Question

A power transformer is used to step up an alternating e.m.f. of $220V$ to $11kV$ to transmit $4.4kW$ of power. If the primary coil has $1000$ turns, what is the current rating of the secondary? Assume $100\% $ efficiency for the transformer.
(A) $2A$
(B) $1.7A$
(C) $0.4A$
(D) $0.8A$

Answer 1

Hint:
Since the efficiency is $100\% $, the power before step up will be equal to the power after. So we are given the power in the first case and the power in the second case can be written as the product of the current and the voltage. Therefore, we can find the current from that equation.
Formula used: In this solution we will be using the following formula,
$\Rightarrow P = VI$ where $P$ is the power and $V$ is the voltage and $I$ is the current.

Complete step by step answer:
In this question, we are told that the given transformer has an efficiency of $100\% $. This means that during the process of step up, no power is lost in any form.
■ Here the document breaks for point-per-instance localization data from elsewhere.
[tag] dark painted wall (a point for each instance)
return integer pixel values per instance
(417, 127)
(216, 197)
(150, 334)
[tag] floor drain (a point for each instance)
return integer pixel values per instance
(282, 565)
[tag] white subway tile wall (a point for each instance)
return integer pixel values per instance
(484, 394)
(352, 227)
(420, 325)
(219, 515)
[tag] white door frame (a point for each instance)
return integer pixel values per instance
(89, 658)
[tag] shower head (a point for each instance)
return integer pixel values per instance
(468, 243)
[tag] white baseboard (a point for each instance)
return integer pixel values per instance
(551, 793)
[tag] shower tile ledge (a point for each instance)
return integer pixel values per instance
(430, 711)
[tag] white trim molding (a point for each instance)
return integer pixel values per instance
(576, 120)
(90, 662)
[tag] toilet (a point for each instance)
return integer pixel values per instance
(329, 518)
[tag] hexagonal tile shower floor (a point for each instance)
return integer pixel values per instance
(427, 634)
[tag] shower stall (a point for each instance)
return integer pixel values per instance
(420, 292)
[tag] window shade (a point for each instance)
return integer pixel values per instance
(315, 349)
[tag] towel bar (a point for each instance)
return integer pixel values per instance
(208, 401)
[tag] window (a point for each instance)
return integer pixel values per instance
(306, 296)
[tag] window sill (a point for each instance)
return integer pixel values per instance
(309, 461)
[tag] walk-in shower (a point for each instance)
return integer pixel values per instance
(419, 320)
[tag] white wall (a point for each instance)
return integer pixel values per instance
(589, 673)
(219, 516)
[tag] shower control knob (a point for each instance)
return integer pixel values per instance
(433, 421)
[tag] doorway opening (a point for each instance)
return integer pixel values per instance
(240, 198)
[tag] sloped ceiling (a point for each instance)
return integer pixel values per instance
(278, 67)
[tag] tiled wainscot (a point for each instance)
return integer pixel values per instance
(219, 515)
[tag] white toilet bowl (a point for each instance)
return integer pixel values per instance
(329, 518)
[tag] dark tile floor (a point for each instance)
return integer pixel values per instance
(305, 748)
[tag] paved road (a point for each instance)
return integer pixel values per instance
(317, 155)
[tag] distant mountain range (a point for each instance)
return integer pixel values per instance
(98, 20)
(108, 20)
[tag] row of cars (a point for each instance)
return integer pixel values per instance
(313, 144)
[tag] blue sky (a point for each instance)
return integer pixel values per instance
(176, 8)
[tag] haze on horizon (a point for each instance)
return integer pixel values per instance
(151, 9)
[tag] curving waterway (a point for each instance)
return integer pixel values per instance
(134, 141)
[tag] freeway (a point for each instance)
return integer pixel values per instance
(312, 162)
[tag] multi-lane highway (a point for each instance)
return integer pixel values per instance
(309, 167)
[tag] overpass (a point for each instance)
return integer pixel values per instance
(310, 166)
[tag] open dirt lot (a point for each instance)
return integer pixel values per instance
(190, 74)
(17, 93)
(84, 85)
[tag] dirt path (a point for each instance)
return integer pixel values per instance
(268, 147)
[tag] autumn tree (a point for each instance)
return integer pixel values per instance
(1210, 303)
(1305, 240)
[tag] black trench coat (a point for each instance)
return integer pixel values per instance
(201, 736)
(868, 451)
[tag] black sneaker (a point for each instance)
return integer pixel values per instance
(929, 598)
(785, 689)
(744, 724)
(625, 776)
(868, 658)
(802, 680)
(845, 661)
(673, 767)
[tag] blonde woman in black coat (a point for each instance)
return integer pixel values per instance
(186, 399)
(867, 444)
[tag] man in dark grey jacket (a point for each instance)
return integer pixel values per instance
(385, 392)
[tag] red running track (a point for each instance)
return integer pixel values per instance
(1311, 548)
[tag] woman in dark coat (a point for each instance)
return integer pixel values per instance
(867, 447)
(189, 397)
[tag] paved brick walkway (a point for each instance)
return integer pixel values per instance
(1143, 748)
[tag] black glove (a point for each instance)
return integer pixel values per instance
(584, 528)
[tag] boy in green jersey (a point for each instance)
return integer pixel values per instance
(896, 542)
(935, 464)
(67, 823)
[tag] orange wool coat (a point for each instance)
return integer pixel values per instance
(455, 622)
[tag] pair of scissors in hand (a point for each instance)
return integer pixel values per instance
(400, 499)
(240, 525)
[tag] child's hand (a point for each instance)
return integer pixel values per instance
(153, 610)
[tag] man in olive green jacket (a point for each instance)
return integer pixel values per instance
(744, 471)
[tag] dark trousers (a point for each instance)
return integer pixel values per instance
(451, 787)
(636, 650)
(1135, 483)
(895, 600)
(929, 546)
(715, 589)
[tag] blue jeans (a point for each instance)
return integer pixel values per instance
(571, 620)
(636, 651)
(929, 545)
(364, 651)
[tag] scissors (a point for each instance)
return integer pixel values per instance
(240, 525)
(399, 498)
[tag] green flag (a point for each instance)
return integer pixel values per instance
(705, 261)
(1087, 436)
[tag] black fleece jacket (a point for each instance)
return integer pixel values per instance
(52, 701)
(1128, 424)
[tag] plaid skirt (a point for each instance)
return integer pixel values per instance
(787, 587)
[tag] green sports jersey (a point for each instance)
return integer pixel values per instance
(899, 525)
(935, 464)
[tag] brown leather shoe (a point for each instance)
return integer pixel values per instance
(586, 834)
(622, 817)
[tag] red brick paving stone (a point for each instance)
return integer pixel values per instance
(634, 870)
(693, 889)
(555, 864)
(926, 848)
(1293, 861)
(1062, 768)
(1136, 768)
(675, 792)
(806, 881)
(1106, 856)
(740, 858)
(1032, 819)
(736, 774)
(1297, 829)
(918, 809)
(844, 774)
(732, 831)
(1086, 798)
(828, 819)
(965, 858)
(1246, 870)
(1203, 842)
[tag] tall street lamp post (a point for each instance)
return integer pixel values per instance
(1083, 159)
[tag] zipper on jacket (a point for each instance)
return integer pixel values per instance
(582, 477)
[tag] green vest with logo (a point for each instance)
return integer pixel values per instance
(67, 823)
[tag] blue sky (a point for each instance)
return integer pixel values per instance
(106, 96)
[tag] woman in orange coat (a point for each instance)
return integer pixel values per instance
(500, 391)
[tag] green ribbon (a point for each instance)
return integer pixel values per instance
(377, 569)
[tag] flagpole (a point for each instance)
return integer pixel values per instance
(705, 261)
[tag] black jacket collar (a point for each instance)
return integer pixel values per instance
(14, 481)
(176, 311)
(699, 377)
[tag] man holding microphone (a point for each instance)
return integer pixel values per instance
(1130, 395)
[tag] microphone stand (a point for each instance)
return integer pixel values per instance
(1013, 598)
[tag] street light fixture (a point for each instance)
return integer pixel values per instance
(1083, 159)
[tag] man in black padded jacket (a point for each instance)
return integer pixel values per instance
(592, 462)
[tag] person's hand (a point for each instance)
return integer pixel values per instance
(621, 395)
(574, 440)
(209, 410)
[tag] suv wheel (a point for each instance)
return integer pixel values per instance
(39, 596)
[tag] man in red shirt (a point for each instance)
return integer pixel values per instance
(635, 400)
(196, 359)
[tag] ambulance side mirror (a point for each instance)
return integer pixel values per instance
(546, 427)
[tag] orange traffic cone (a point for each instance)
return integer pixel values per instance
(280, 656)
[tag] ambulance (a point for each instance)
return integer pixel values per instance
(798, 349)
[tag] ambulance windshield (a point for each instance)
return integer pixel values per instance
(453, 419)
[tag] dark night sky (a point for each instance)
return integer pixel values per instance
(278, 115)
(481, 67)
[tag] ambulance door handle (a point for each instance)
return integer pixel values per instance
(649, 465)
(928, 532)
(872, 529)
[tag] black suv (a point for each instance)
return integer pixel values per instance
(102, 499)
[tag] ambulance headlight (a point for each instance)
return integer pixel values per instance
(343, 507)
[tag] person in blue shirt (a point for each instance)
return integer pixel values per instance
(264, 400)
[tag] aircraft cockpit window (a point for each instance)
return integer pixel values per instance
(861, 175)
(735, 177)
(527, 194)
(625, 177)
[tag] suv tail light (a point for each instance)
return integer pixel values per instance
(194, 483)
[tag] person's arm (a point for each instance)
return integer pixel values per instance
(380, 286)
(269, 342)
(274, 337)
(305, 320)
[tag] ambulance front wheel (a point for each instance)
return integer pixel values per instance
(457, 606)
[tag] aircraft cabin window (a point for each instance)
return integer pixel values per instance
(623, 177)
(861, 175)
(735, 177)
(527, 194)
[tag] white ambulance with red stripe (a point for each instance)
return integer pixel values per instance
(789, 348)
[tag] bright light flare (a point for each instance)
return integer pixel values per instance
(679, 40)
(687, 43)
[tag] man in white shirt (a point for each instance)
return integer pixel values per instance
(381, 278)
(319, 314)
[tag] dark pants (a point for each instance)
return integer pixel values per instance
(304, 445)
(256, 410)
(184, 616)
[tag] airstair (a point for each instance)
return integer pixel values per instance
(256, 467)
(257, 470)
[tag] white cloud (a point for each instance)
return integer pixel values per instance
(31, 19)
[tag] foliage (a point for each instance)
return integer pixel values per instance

So, the power before and after the step up will be the same. Therefore we can write
$\Rightarrow {P_1} = {P_2}$
Now the power is given by the product of the current and the voltage. So,
$\Rightarrow {P_2} = {V_2}{I_2}$
The power before is given as,
$\Rightarrow {P_1} = 4.4kW = 4.4 \times {10^3}W$
So on substituting the values we get,
$\Rightarrow 4.4 \times {10^3}W = {V_2}{I_2}$
After the step up, the voltage is ${V_2} = 11kV = 11 \times {10^3}V$
So substituting this value,
$\Rightarrow 4.4 \times {10^3} = 11 \times {10^3}{I_2}$
So we can get the current as,
$\Rightarrow {I_2} = \dfrac{{4.4 \times {{10}^3}}}{{11 \times {{10}^3}}}$
On doing this calculation we get the current in the secondary as,
$\Rightarrow {I_2} = 0.4A$
Therefore, the correct answer is option (C).

Note:
Transformer’s are devices that are used to transfer the power from one circuit to another at constant frequency by altering the voltage according to our requirement. In practice the transformers can’t have an efficiency of $100\% $ as there is always some power loss due to heating or other causes. The transformers work on the principle of Faraday’s electromagnetic induction.